Response to Professor Chen on “The Administrator-in-Chief”

Re: Professor Chen article in the Administrative Law Review

Administrative law scholars when writing on centralized regulatory review often describe the state of affairs relative to a legal metric: usually the constitution, the APA or both. On the other hand Professor Chen utilizes a refreshing approach which bases her analysis on a comparison of two different groups capable of managing centralized regulatory review: White House personnel and experts in the executive branch agencies.

This article is an excellent example of the benefit of  analyzing   centralized regulatory review from the perspective of  comparative administrative law. In  particular the  Professor concludes: “But President Obama channeled his executive actions through experts and agencies. President Trump has concentrated power in the White House and insulated executive power from agency expertise.”

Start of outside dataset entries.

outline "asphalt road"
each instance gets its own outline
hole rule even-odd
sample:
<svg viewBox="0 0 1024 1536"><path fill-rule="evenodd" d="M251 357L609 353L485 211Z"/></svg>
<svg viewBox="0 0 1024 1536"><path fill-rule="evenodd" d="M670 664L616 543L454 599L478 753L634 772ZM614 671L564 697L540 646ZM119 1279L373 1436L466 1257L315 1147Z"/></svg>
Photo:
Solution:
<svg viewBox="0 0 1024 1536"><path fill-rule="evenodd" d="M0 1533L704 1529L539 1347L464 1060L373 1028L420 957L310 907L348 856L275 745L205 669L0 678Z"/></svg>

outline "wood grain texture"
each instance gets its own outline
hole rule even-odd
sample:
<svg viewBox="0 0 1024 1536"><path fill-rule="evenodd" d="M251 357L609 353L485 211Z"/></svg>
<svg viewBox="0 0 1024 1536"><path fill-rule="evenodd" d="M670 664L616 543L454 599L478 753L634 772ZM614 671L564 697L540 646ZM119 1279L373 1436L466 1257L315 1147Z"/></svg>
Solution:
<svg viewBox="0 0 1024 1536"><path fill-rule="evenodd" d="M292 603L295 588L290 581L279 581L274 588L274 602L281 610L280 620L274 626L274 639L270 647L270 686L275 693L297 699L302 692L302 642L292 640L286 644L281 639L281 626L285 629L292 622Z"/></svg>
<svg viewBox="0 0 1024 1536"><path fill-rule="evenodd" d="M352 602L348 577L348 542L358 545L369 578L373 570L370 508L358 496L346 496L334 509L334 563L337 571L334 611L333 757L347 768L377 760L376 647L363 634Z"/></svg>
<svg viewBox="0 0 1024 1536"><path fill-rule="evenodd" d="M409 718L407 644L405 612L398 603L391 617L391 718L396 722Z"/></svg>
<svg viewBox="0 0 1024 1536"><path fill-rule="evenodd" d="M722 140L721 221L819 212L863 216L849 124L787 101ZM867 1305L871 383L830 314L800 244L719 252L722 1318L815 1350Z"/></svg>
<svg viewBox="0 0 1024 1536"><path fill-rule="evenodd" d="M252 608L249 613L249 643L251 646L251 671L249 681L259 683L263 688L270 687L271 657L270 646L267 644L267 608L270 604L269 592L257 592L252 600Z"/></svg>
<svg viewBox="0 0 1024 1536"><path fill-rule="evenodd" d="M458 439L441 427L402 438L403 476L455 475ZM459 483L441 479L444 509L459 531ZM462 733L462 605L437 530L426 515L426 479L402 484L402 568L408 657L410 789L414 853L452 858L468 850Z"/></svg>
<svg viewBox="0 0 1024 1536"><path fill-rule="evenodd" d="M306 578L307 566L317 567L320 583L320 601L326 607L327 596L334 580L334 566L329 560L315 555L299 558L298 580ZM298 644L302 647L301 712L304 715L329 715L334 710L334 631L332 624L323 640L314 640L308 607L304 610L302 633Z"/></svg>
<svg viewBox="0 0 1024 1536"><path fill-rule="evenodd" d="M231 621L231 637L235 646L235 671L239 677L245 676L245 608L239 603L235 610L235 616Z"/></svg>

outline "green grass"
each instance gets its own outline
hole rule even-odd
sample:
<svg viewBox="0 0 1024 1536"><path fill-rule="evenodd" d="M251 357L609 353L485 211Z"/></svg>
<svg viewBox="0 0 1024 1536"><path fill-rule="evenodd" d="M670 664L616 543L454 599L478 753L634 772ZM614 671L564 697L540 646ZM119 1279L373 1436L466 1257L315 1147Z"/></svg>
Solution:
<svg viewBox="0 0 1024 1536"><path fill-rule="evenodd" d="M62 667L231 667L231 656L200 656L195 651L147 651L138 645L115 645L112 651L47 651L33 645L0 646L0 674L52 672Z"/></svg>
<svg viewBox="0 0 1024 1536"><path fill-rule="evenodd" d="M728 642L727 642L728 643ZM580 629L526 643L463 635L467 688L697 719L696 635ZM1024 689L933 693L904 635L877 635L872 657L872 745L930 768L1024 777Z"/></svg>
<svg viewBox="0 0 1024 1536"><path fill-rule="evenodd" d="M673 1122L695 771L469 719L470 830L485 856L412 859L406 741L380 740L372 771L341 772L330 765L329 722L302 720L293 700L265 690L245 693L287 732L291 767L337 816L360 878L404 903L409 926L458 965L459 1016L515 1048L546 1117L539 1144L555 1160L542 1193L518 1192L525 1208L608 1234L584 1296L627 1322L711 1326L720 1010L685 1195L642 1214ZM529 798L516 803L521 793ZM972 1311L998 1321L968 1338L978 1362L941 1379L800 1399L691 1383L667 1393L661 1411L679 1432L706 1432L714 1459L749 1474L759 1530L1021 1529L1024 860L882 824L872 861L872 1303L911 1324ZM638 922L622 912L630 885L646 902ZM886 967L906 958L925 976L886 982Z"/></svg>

The Professor also concludes: “OIRA uses blunt tools and limited measures of agency performance, asserting efficiency and cost-savings as the primary manifestations of administrative competence without adequately considering values such as fairness, reputation, legal and policy acumen, operational success and commitment to organizational mission.”

One glaring deficiency in an otherwise noteworthy article is the failure of the Professor to describe how the Obama proposals were issued notwithstanding OIRA’s “use of blunt tools and a lack of legal and policy acumen” as well as the possibility of her not accepting the fact that the White House is an office separate and distinct from OIRA; see this proposal for expanding the scope of law school curricula.

It appears that the Professor sanctions the bypassing of a statutorily-based office (OIRA), vested with regulatory oversight responsibilities, either on a continued basis or periodically depending upon the views of the  incumbent President. OIRA/OMB were involved in the Obama rulings, they were absent from the Trump rulings.

N. B.  Executive Order 12291, which was the first government-wide mandate for centralized regulatory review and is sometimes referred to as one of the two most significant process instruments in the regulatory state, was drafted solely by OIRA and the office of the White House Counsel with absolutely no involvement from the “expert” agencies possibly with the exception of DOJ.